Collaboration software, like Teams or Slack, can boost efficiency by facilitating internal communication, but, by itself it lacks the more nuanced capabilities which can drive further productivity in the workplace. As such, we are seeing partners working with technology vendors to develop additional functionality. By integrating with partner software, these platforms can form a conduit for external customer-facing dialogues as well. This model sees a foundational platform, like Teams, underpinned by third-party integrations that provide additional functionality beyond basic digital communication or file sharing, such as call routing and chat bots.

This means that instead of purchasing expensive and bespoked software to manage customer interactions, companies can instead purchase reasonably priced, off-the-shelf plug-ins which can be customised if needed. Our research reflects this, as it shows that the use of Microsoft Teams as a contact centre solution is in rapid growth – albeit from a low base – and that the market for collaboration software which can integrate with Microsoft Teams is also in strong, double-digit growth.¬

Our conversations with SaaS providers show that this area is ripe for growth. Teams is still in the early phases of adoption, but it will eventually fully replace Skype for Business (SfB), as SfB online is switched off mid-2021. SfB server remains supported into the mid-2020s, but many organisations are expected to migrate ahead of the deadline. Indeed, the current Covid-19 situation is acting as a catalyst for this. If providers can carve out a winning value proposition, they have the potential to access an established and globally growing client base. So, how can you ensure you are positioned correctly to benefit from this high-growth market? We believe there are three key activities that management teams should be considering.

Strategies for success

Know your vendor
Software providers should be assessing the priorities of technology vendors and aligning their strategy with them.
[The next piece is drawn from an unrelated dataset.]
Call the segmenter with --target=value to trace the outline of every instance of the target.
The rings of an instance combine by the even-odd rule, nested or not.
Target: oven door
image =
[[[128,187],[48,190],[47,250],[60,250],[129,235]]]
Becoming an accredited partner is essential for gaining access to a vendor’s inside track and first sight of their latest product updates. Having sight of the development roadmap enables you to adapt and pivot to complement – not compete with – the vendors’ products and services. Companies must understand their customers, identifying and then addressing potential client pain points that come with vendor updates.

Top vendor partners can even get additional funding, marketing support and leads from the technology vendors.

Continuously innovate
If your product integrates with that of another vendor, overbuild is an inherent risk. However, take comfort in the fact that many vendors’ priorities do not include building niche software. Instead, their focus is reaching the mass market efficiently. However, vendors will add new features and integrations over-time so software providers must continuously innovate, building value-added features into products. This opens up the potential market, while reducing the risk of overbuild.

Continuous innovation is also important in staying ahead of the competition. Not only can it add points of differentiation, it can increase customer engagement and stickiness.

Direct sales vs channel partners
Many successful software providers go direct to customers. However, when looking to scale, it might be beneficial to look beyond just direct sales to accelerate growth. Channels partners, particularly when entering new geographies or markets, can help to reduce the length of the sales cycle and cost of customer acquisition while vastly increasing the immediately addressable market. This might mean that you will need to give away some margin to incentivise channel partners, but this is often more than compensated for by additional revenue gained from an increased client base.